船場吉兆の食べ残し流用

大阪市中央区の料亭船場吉兆本店が、客の食べ残しの料理を別の客に使い回ししていた問題。

最近読んだ小説のなかに、カクテルのチェリーは使い回しているので絶対口にしないという描写があった。パセリやレモンの輪切りなども使い回しは日常らしい。ラーメン店では客の飲み残したスープまで流用するという、おぞましい噂も聞いた。

食品の再利用は食品衛生法違反ではない。たとえば賞味期限内であれば、返品があった和菓子を再包装して売ることも可能だ。だが、今回の場合、魚や肉など一度加工した生鮮食品だ。へたすると同じものを二度、三度も出していたのではないかと推測される。

高い値段を客に払わせていたのに、その一部が使い回しだったと知ったら、客は激怒するであろう。しかし、経営が傾く前に客はこうした異常事態に気づき、客足が遠のいていったのではないだろうか。目利きなら料理の新鮮度や味のおかしさは、一発でわかる。わずかな手落ちで信用を落としてしまうことは多々あるのだから。

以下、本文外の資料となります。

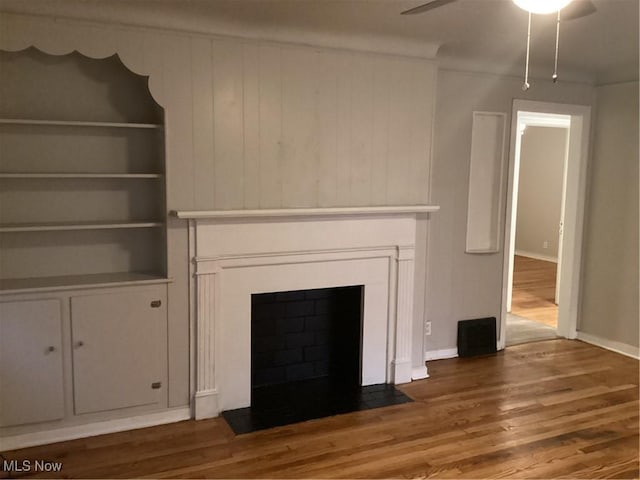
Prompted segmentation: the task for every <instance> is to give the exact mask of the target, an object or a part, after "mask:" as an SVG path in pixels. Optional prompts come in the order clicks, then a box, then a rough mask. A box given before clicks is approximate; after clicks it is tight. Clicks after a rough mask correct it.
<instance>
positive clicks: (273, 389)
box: [222, 378, 413, 434]
mask: <svg viewBox="0 0 640 480" xmlns="http://www.w3.org/2000/svg"><path fill="white" fill-rule="evenodd" d="M412 401H413V400H411V399H410V398H409V397H407V396H406V395H405V394H404V393H402V392H401V391H399V390H397V389H396V388H395V387H394V386H393V385H387V384H380V385H371V386H367V387H345V386H344V385H342V384H340V383H336V382H332V381H330V380H329V379H327V378H319V379H314V380H305V381H301V382H292V383H287V384H281V385H271V386H268V387H259V388H254V389H253V390H252V406H251V407H247V408H239V409H237V410H229V411H226V412H222V417H223V418H224V419H225V420H226V421H227V423H228V424H229V426H230V427H231V429H232V430H233V431H234V432H235V433H236V434H241V433H250V432H255V431H257V430H264V429H267V428H272V427H278V426H282V425H290V424H292V423H298V422H304V421H306V420H312V419H315V418H323V417H330V416H333V415H338V414H342V413H349V412H356V411H360V410H369V409H372V408H380V407H387V406H390V405H398V404H401V403H408V402H412Z"/></svg>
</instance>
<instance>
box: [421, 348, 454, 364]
mask: <svg viewBox="0 0 640 480" xmlns="http://www.w3.org/2000/svg"><path fill="white" fill-rule="evenodd" d="M457 356H458V349H457V348H445V349H442V350H427V351H426V352H424V360H425V362H427V361H431V360H446V359H447V358H456V357H457Z"/></svg>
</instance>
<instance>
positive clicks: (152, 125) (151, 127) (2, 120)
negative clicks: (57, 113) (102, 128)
mask: <svg viewBox="0 0 640 480" xmlns="http://www.w3.org/2000/svg"><path fill="white" fill-rule="evenodd" d="M2 124H4V125H42V126H60V127H102V128H146V129H161V128H163V126H162V125H160V124H156V123H125V122H122V123H120V122H81V121H72V120H31V119H18V118H0V125H2Z"/></svg>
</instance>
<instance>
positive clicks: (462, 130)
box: [426, 69, 595, 350]
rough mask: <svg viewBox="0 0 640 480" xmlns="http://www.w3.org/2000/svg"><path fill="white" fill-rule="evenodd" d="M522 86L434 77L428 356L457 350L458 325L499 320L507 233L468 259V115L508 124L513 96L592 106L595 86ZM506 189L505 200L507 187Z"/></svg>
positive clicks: (468, 75)
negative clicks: (499, 249) (434, 100)
mask: <svg viewBox="0 0 640 480" xmlns="http://www.w3.org/2000/svg"><path fill="white" fill-rule="evenodd" d="M521 87H522V79H520V78H515V77H505V76H498V75H490V74H475V73H465V72H458V71H453V70H444V69H442V70H440V71H439V74H438V90H437V94H436V117H435V123H434V124H435V130H434V156H433V160H432V178H431V181H432V183H431V200H432V202H433V203H435V204H438V205H440V206H441V209H440V211H439V212H438V213H437V214H436V215H433V217H432V220H431V224H430V228H429V252H428V263H427V272H428V273H427V303H426V307H427V308H426V320H427V321H431V322H432V328H431V330H432V335H431V336H430V337H427V350H440V349H451V348H455V347H456V328H457V321H458V320H463V319H468V318H478V317H485V316H495V317H496V318H498V319H499V318H500V311H501V294H502V266H503V265H502V259H503V248H504V245H503V243H504V240H503V239H504V231H501V232H500V251H499V252H498V253H495V254H483V255H473V254H466V253H465V231H466V223H467V190H468V178H469V158H470V146H471V126H472V112H473V111H474V110H480V111H493V112H505V113H507V115H508V118H507V126H509V125H510V122H511V109H512V104H513V100H514V99H516V98H519V99H528V100H538V101H549V102H558V103H570V104H581V105H592V104H593V101H594V93H595V92H594V88H593V87H592V86H590V85H585V84H576V83H562V82H561V83H558V84H556V85H554V84H553V83H551V82H547V81H540V80H538V81H535V82H532V86H531V89H530V90H529V91H528V92H526V93H525V92H523V91H522V89H521ZM506 143H507V144H506V145H505V155H507V154H508V143H509V142H506ZM505 173H506V172H505ZM506 180H507V178H506V175H505V177H504V182H505V183H506ZM504 191H505V195H506V187H505V189H504ZM505 200H506V199H505ZM500 214H501V216H502V217H504V214H505V212H504V211H502V212H501V213H500ZM503 228H504V227H503Z"/></svg>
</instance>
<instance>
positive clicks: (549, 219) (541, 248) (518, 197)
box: [516, 126, 568, 259]
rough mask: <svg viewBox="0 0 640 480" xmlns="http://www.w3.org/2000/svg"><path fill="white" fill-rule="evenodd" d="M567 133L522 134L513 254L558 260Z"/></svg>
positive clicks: (541, 132) (537, 132)
mask: <svg viewBox="0 0 640 480" xmlns="http://www.w3.org/2000/svg"><path fill="white" fill-rule="evenodd" d="M567 134H568V131H567V129H566V128H551V127H533V126H529V127H527V129H526V130H525V131H524V134H523V135H522V144H521V147H520V178H519V182H518V215H517V220H516V254H532V255H537V256H542V257H550V258H555V259H557V258H558V238H559V236H558V225H559V222H560V207H561V204H562V174H563V171H564V160H565V156H566V146H567ZM544 242H547V243H548V245H547V248H544Z"/></svg>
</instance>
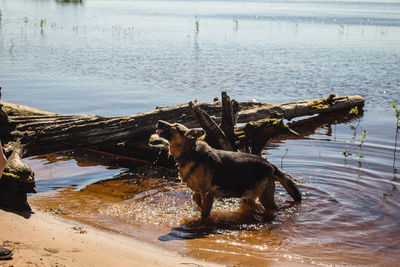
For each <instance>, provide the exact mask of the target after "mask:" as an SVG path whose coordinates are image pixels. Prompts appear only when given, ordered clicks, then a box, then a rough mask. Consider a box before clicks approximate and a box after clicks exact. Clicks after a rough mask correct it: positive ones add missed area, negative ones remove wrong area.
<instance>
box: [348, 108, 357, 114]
mask: <svg viewBox="0 0 400 267" xmlns="http://www.w3.org/2000/svg"><path fill="white" fill-rule="evenodd" d="M349 114H352V115H356V116H357V115H358V107H357V106H355V107H353V108H352V109H351V110H350V111H349Z"/></svg>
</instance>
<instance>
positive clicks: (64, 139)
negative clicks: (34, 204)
mask: <svg viewBox="0 0 400 267" xmlns="http://www.w3.org/2000/svg"><path fill="white" fill-rule="evenodd" d="M222 98H223V102H224V104H223V109H224V111H223V115H222V117H223V118H222V119H221V117H220V114H221V109H222V105H221V103H220V102H213V103H197V104H196V105H195V106H194V105H192V107H190V105H189V104H184V105H177V106H171V107H165V108H157V109H156V110H154V111H151V112H147V113H138V114H134V115H130V116H119V117H106V116H95V115H57V114H55V113H51V112H46V111H41V110H37V109H32V108H29V107H24V106H20V105H15V104H10V103H6V102H0V138H1V140H2V141H3V142H4V143H5V150H6V155H7V157H8V158H9V162H8V165H7V168H6V170H5V172H4V174H3V176H2V178H1V180H0V196H2V197H1V198H0V205H7V206H9V207H13V208H15V209H25V210H29V205H28V203H27V202H26V194H27V193H31V192H35V181H34V178H33V173H32V171H31V170H30V168H29V167H28V166H26V165H24V164H22V163H21V160H20V159H21V158H22V157H26V156H33V155H40V154H46V153H51V152H57V151H62V150H71V149H77V148H87V147H89V148H99V147H105V148H107V149H108V152H110V151H111V152H112V153H121V154H122V155H124V156H132V153H134V152H135V151H139V153H143V154H145V153H148V155H147V156H148V158H146V157H145V158H144V159H146V160H149V161H154V158H155V157H156V156H157V155H158V154H160V153H159V151H160V149H161V148H159V147H155V146H153V147H150V148H149V146H148V145H147V140H148V137H149V135H150V134H151V133H154V131H155V127H156V123H157V121H158V120H166V121H170V122H179V123H182V124H185V125H186V126H187V127H189V128H193V127H200V123H199V122H198V121H196V119H195V118H194V117H195V116H192V115H191V111H190V110H191V109H192V110H193V109H199V110H200V109H201V110H203V111H204V114H208V115H209V116H208V117H207V115H204V114H203V115H202V116H204V118H206V119H205V120H208V119H210V118H215V119H214V121H215V122H214V124H215V125H216V126H217V127H218V128H219V130H218V131H220V132H222V133H223V135H225V138H221V136H219V137H218V134H217V140H219V139H220V140H219V141H218V142H221V140H222V142H225V141H226V140H229V141H228V142H227V143H228V145H227V144H222V145H221V144H219V145H220V146H221V147H222V148H224V149H227V150H235V148H236V144H235V142H236V141H237V140H238V141H239V142H240V143H241V145H240V146H239V148H240V149H242V150H245V151H248V152H251V153H256V154H258V153H259V152H260V151H261V150H260V149H262V147H263V146H264V145H265V143H266V140H268V138H272V137H274V136H275V135H277V134H278V135H281V134H290V133H291V132H290V131H289V130H288V129H287V127H285V126H284V124H282V123H283V122H282V121H280V122H279V120H264V121H261V122H257V123H256V124H253V125H252V124H251V123H250V124H248V125H246V126H244V127H242V128H236V131H235V132H234V135H233V134H232V129H233V127H232V126H233V125H234V124H235V122H236V118H237V121H238V122H249V121H257V120H260V119H265V118H269V117H270V116H271V114H279V115H280V116H282V118H285V119H289V120H290V119H292V118H294V117H301V116H307V115H314V114H329V113H331V112H336V111H343V110H348V109H351V108H353V107H362V106H363V105H364V99H363V98H362V97H361V96H348V97H337V96H334V95H331V96H329V97H327V98H323V99H317V100H308V101H299V102H293V103H284V104H278V105H265V104H261V103H253V102H239V103H237V102H236V101H233V100H230V99H229V97H228V96H227V95H223V97H222ZM192 104H193V103H192ZM1 107H2V108H3V109H1ZM3 110H4V111H5V112H4V111H3ZM197 113H199V114H200V113H202V112H196V114H197ZM196 116H197V115H196ZM210 121H211V120H210ZM221 121H222V122H221ZM220 122H221V123H222V125H223V126H222V128H224V129H225V131H226V133H228V134H224V130H221V128H220V127H219V126H218V124H217V123H220ZM209 125H210V127H211V128H212V127H214V128H215V129H218V128H216V127H215V125H212V123H210V124H209ZM276 125H280V126H282V125H283V126H282V127H281V128H279V129H280V130H277V128H276ZM296 127H299V125H297V126H296ZM211 128H210V129H211ZM273 128H274V130H273ZM300 128H301V127H300ZM300 128H299V129H300ZM228 135H229V138H228V139H227V138H226V136H228ZM266 136H267V138H266ZM218 138H219V139H218ZM224 140H225V141H224ZM122 143H123V144H124V145H120V144H122ZM138 144H139V145H138ZM148 151H150V152H148ZM164 154H165V153H164ZM133 156H136V157H139V158H140V156H141V155H137V154H136V155H135V154H134V155H133ZM13 190H15V191H13ZM7 194H8V195H7ZM10 194H11V195H14V196H18V198H16V199H12V198H11V196H10ZM17 199H19V200H18V201H17ZM10 201H11V203H10ZM14 202H15V203H14Z"/></svg>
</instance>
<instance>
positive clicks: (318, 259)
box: [28, 117, 400, 266]
mask: <svg viewBox="0 0 400 267" xmlns="http://www.w3.org/2000/svg"><path fill="white" fill-rule="evenodd" d="M363 119H365V118H363ZM367 119H368V118H367ZM338 120H339V119H338ZM360 120H361V118H357V117H356V118H354V119H353V120H350V121H347V122H342V123H337V124H326V125H323V126H320V128H318V129H316V130H315V132H313V134H312V135H310V136H308V137H306V138H305V137H302V138H296V139H290V140H286V141H278V142H277V143H271V144H269V145H268V147H269V148H268V149H266V150H264V152H263V154H264V156H265V157H267V158H268V159H269V160H270V161H271V162H273V163H277V162H282V167H283V168H284V170H285V171H288V172H289V173H291V174H292V175H293V176H295V177H296V178H297V179H299V180H300V182H299V187H300V190H301V192H302V195H303V201H302V203H301V204H296V205H293V202H291V198H290V197H289V196H288V195H287V193H286V192H285V190H283V189H282V188H281V187H280V186H278V187H277V192H276V194H275V197H276V200H277V205H278V207H279V209H278V211H277V212H276V213H275V214H273V215H271V214H268V213H265V212H264V210H263V208H262V206H261V205H260V206H257V207H247V206H243V205H241V204H240V202H239V200H237V199H223V200H217V201H215V203H214V208H213V210H212V213H211V217H210V218H209V219H207V220H206V221H205V222H204V221H201V220H200V213H199V211H198V210H197V209H196V206H195V204H194V203H193V201H192V199H191V192H190V190H188V189H187V188H186V187H185V186H183V185H181V184H180V183H179V181H178V180H177V174H176V171H175V170H169V171H167V169H159V168H156V167H155V166H138V167H133V168H130V169H116V170H118V171H119V174H118V175H114V177H115V178H113V179H107V180H101V181H97V182H96V183H92V184H85V186H81V189H80V190H76V188H75V187H66V188H63V189H60V190H58V191H53V192H51V193H45V194H38V195H36V196H32V197H31V198H30V201H31V202H32V203H33V204H34V205H36V206H38V207H39V208H40V209H42V210H47V211H49V212H54V211H55V210H56V211H58V212H57V213H59V214H62V215H61V216H66V217H70V218H74V219H78V220H82V221H84V222H87V223H91V224H94V225H96V226H99V227H103V228H106V229H109V230H113V231H117V232H120V233H123V234H126V235H131V236H133V237H136V238H140V239H143V240H146V241H149V242H153V243H156V244H158V245H160V246H165V247H166V248H169V249H174V250H178V251H180V252H181V253H185V254H187V255H191V256H195V257H199V258H204V259H208V260H212V261H215V262H219V263H223V264H229V265H241V266H243V265H245V266H263V265H264V264H266V263H271V264H273V263H274V262H276V261H280V262H282V261H283V262H287V261H290V262H294V263H299V264H302V263H305V264H306V263H307V264H352V265H358V264H388V265H391V264H395V263H397V262H398V252H399V249H400V241H399V239H398V238H397V235H398V230H399V229H398V221H399V220H400V213H399V212H398V211H399V210H400V204H399V203H400V193H399V190H398V187H399V186H400V183H399V178H398V175H397V173H396V172H395V170H394V169H393V168H394V167H393V147H388V146H385V144H384V143H383V144H379V136H375V135H374V134H373V133H374V131H373V130H372V131H371V135H370V136H368V137H366V140H365V142H361V139H362V138H363V137H362V131H360V129H362V127H363V124H362V123H360ZM339 121H340V120H339ZM335 128H336V129H335ZM335 132H336V133H335ZM368 138H369V139H368ZM381 143H382V142H381ZM378 144H379V145H378ZM345 152H346V153H345ZM283 155H285V157H284V158H283V159H282V156H283ZM36 160H37V159H29V160H28V163H29V162H34V161H36ZM58 160H65V158H62V157H60V156H58V157H48V161H55V162H57V161H58ZM77 161H79V159H77ZM86 161H87V159H86ZM42 164H43V162H42ZM52 164H54V163H52ZM93 164H96V163H95V162H93V163H92V164H90V163H88V164H86V165H87V166H89V165H93ZM97 164H100V165H101V164H104V165H105V163H104V162H98V163H97ZM394 164H397V163H394ZM31 165H32V164H31ZM50 165H51V164H50ZM395 167H396V168H398V166H397V165H396V166H395ZM85 168H91V167H85ZM85 168H83V169H85ZM98 168H100V169H102V168H104V167H101V166H99V167H98ZM108 169H110V170H109V171H111V169H115V167H113V168H110V167H108ZM35 171H36V174H37V175H38V177H41V175H42V173H41V170H40V168H39V169H38V170H35ZM66 172H68V171H66ZM109 178H112V175H110V177H109ZM39 180H40V178H39Z"/></svg>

しかし、いっぽうでこの問題の背後には、食べ残しを美徳とする飽食文化が影を落してもいる。
以前、とくに戦後貧しく食糧難の時代には、こうした流用は問題視されなかったであろう。また高級料理がこうした苦肉の策にでてまで経費削減に走る裏には、日本の食品が異常にプライスダウンしてきた背景があり。また食品よりもブランド品や情報機器などにお金を回すようになった傾向があげられるかもしれない。

あらゆる社会問題には、一面的には語れない心理が複雑にからみあっているのかもしれない。